Le salaire des Suisses (4/5)
Galère des salaires: que peuvent faire nos élus pour nous enrichir?

Tandis que le coût de la vie explose, les salaires modestes stagnent. Les élus cherchent des pistes pour améliorer le pouvoir d’achat: indexation des revenus, lutte contre le dumping salarial et défense du salaire minimum sont au cœur des débats.
Publié: 06:02 heures
|
Dernière mise à jour: 08:07 heures
Partager
Écouter
Les pistes existent, mais aucun mécanisme légal n'existe pour pousser les employeurs à mieux rémuner les Suisses.
Photo: Shutterstock
Blick_Lucie_Fehlbaum.png
Lucie FehlbaumJournaliste Blick

Le coût de la vie augmente, les salaires... pas vraiment. Les bas revenus stagnent carrément depuis vingt ans, n'ayant augmenté que de 8%, alors que les hauts revenus, eux, ont progressé de 40%. Ce décalage grandissant entraîne une érosion du pouvoir d'achat des revenus modestes.

Plus d’un tiers des Suisses (36%) ne s’estime pas rémunérés à leur juste valeur, selon un sondage mené par Blick et l’institut MIS Trend auprès de 1500 personnes.
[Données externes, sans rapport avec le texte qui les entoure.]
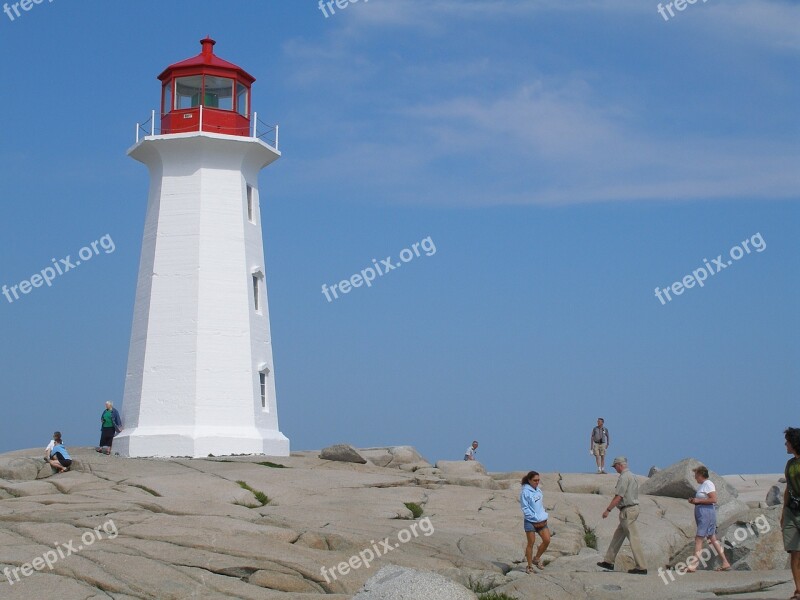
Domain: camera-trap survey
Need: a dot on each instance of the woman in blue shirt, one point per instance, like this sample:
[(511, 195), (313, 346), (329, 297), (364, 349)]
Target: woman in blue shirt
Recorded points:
[(531, 501)]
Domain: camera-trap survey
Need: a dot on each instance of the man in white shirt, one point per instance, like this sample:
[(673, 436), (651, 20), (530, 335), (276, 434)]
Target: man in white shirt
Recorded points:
[(470, 452), (49, 449)]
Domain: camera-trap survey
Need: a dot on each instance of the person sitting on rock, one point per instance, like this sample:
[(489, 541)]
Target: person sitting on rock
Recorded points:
[(59, 457)]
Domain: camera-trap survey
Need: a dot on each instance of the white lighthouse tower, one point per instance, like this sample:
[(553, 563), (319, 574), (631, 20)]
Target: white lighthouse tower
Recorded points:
[(200, 374)]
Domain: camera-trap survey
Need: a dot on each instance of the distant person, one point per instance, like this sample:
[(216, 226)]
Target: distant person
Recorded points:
[(110, 425), (59, 457), (49, 448), (790, 517), (470, 453), (531, 501), (705, 515), (599, 443), (627, 500)]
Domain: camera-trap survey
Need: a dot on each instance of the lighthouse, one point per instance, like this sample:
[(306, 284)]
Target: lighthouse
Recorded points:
[(200, 377)]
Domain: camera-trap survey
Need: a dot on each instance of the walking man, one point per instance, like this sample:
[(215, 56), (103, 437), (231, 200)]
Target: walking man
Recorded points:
[(598, 444), (627, 500), (790, 517)]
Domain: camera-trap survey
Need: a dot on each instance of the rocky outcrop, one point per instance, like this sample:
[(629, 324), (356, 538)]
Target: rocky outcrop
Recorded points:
[(242, 528), (399, 583), (774, 496), (342, 453), (677, 481), (395, 457), (467, 473)]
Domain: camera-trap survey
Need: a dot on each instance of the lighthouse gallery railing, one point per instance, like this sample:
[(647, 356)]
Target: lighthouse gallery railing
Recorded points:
[(259, 130)]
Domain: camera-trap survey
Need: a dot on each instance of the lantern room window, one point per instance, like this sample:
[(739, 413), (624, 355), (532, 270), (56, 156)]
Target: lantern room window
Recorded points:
[(187, 91), (167, 105), (241, 100), (218, 93)]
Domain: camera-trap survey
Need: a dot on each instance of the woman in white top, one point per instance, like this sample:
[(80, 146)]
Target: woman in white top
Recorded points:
[(705, 514)]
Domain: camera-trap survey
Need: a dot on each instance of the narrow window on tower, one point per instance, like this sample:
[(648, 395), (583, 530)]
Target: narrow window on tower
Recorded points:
[(263, 381), (251, 213), (256, 293)]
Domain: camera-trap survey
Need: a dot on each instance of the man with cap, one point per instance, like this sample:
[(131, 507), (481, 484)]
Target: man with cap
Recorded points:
[(626, 498)]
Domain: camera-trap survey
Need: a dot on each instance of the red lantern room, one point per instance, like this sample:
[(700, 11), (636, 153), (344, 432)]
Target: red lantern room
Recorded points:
[(205, 93)]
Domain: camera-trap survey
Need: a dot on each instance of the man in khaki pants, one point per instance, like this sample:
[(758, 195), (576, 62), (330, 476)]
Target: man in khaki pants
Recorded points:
[(627, 500)]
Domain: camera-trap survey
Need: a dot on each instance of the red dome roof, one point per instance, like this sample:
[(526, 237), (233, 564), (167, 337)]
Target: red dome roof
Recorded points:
[(206, 58)]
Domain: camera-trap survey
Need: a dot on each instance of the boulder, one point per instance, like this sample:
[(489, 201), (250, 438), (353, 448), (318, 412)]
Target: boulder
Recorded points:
[(395, 457), (399, 583), (677, 481), (19, 468), (755, 543), (466, 472), (342, 453), (774, 496)]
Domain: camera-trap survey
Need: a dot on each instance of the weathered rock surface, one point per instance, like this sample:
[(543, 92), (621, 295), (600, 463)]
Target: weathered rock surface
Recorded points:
[(677, 481), (185, 528), (774, 496), (395, 457), (399, 583), (342, 453)]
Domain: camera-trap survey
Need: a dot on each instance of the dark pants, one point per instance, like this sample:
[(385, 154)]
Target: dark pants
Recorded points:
[(65, 462), (106, 437)]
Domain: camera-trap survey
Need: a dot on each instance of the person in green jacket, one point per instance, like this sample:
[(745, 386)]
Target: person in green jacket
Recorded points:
[(110, 425)]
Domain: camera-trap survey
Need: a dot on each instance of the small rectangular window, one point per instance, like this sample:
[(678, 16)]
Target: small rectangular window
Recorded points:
[(218, 92), (187, 91), (263, 379), (256, 298), (167, 98), (241, 100)]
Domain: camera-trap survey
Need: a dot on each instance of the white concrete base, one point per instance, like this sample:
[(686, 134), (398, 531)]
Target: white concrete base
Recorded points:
[(199, 442)]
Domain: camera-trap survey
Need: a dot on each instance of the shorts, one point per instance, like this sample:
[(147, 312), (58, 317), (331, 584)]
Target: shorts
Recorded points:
[(791, 530), (531, 526), (65, 462), (599, 449), (705, 515)]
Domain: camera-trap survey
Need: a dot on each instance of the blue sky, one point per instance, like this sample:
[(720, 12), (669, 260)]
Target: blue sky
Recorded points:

Plus de 4 personnes sur 5 ont connu des frustrations au cours de leur vie. Le pourcentage d’insatisfaction se concentre aussi chez les salariés les plus modestes. En particulier dans la tranche qui touche 3000 à 5000 francs de revenus, où les femmes sont surreprésentées.

Cinq cantons ont voté pour l'introduction du salaire minimum: Genève (24,48 francs de l'heure), Neuchâtel (21,31 francs de l'heure), Jura (21,40 francs de l'heure), Tessin (19 francs de l'heure) et Bâle-Ville (22 francs de l'heure). Or, le 17 juin dernier, le Conseil national a décidé que les salaires minimaux cantonaux pourront être plafonnés dans certains cas. Une décision qui fait polémique.

En clair, le conseiller aux Etats Erich Ettlin, un Obwaldien du Centre, a demandé à ce que les conventions collectives de travail (CCT) priment sur les salaires minimum décidés par le peuple des cantons qui l'ont instauré. Le Conseil fédéral a été obligé de légiférer, quand bien même le ministre de l'Economie, Guy Parmelin, y est opposé.

Ce vote du National attaque-t-il des acquis sociaux votés par le peuple? Comment espérer une amélioration concrète du pouvoir d'achat des Suisses? Est-ce réellement possible pour nos élus de légiférer sur nos salaires? Quelles sont leurs pistes de travail? Tour d'horizon.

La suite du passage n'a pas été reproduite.